MANILA, Philippines — The Philippine Business for Education (PBED) launched Monday the First Future program that aims to get the country’s top corporations to hire K-12 graduates that have been produced by the ambitious K-12 basic education curriculum reform program of the government.
Ramon del Rosario, chairman of the PBED, said that investing in the K-12 graduates by providing them with employment opportunities and immersion or internships will ensure the human resource development of the country’s workforce pool.
Hecited a study that the average millennial was to go through eight careers in their lifetime.
“By investing in education and employment. we can open to the first of many futures that our youth will embark on and make sure that they are equipped with the skills that will enable them to transition into other futures later on in their lives,” Del Rosario said in the launch ceremonies at the Makati Shangri-La Hotel.
Chito Salazar, PBED president, said that they found the products of the K-12 reform curriculum, which mainly added a two-year senior high school, to already be employable, fulfilling the objective of the K-12 program when it was started in 2013.

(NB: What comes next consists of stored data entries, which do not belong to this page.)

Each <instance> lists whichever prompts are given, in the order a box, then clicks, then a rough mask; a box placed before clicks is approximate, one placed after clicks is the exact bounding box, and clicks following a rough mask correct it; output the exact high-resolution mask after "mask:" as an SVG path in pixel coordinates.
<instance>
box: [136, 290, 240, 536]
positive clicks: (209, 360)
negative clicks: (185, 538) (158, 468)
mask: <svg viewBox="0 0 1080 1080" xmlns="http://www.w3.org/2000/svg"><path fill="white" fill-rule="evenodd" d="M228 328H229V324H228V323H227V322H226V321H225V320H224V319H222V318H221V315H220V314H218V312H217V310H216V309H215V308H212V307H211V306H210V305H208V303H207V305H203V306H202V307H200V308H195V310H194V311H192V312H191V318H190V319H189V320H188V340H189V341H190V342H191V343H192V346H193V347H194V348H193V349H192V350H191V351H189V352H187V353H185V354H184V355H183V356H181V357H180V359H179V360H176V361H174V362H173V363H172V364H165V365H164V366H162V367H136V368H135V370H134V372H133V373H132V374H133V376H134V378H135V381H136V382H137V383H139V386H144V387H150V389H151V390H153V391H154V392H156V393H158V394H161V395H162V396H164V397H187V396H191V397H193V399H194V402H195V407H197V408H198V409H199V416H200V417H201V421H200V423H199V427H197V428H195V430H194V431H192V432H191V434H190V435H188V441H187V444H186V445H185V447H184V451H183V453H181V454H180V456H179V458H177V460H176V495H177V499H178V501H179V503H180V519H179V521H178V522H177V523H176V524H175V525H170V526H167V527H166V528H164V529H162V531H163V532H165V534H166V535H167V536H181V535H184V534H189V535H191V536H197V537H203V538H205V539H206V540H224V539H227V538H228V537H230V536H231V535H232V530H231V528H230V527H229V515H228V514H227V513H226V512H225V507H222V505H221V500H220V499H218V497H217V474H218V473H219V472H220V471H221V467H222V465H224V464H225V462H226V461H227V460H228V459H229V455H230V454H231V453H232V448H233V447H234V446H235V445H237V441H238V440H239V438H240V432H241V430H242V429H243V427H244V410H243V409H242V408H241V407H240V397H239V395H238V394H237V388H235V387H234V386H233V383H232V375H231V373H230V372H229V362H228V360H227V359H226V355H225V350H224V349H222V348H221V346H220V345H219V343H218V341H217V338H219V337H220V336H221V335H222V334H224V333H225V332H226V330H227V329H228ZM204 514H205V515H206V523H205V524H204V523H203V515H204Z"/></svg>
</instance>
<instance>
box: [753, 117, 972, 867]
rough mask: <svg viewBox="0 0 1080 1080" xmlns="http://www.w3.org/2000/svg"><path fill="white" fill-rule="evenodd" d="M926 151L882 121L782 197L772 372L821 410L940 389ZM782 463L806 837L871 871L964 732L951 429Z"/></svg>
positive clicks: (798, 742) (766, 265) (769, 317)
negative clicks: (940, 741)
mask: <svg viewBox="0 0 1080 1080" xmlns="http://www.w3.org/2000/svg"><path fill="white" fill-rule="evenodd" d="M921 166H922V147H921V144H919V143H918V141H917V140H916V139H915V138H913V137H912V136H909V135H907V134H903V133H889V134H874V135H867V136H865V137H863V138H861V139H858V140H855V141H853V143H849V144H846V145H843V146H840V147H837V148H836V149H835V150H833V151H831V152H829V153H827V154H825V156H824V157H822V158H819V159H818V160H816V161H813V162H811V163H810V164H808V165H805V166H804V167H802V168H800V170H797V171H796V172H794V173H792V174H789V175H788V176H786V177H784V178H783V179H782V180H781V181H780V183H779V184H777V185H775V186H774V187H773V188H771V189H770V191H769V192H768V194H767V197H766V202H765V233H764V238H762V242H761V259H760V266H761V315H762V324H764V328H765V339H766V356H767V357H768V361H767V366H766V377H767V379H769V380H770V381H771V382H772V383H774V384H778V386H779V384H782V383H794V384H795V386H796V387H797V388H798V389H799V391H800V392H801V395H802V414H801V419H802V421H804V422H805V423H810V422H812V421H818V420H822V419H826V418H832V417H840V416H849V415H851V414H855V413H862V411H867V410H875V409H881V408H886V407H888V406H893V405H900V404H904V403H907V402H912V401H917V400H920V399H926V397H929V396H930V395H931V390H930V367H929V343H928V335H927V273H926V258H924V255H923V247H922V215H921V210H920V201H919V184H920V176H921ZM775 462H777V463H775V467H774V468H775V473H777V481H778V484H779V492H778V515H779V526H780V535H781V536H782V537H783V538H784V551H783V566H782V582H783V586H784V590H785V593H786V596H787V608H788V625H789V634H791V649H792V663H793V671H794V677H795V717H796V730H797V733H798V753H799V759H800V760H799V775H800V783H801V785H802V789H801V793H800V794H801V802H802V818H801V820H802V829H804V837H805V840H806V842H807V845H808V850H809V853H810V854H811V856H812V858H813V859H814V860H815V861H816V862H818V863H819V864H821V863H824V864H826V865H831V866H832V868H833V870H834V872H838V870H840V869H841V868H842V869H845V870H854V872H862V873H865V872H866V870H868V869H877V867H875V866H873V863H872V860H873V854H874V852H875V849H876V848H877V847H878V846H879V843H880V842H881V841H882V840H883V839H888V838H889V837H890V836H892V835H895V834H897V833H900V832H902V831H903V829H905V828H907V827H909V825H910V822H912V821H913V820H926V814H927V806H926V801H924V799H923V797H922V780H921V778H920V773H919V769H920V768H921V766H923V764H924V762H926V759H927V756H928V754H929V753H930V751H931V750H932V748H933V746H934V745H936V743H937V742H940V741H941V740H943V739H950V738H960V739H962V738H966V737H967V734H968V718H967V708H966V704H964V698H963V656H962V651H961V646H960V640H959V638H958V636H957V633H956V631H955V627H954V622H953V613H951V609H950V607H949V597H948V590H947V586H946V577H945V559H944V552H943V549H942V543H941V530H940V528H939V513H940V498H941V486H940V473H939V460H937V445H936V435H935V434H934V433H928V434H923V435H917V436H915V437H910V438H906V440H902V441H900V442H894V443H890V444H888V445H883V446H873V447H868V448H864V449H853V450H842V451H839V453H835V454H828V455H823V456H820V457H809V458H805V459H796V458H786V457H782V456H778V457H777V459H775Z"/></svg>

“I think the employability is OK. The problem is not employability, but still convincing more corporations to be willing to accept high school grads. Kasi hindi natin nakasanayan yan eh,” Salazar told the STAR.
“Even the fast food industry, before K-12, they require two years of college before they will hire an applicant,” Salazar pointed out.
“So it really is trying to change the mentality: that they (SHS graduates) are employable,” Salazar stressed.
“What makes First Future unique is that it works on changing the current narrative on K to 12 employability and the private sector’s practice of hiring based on paper credentials,” Del Rosario said.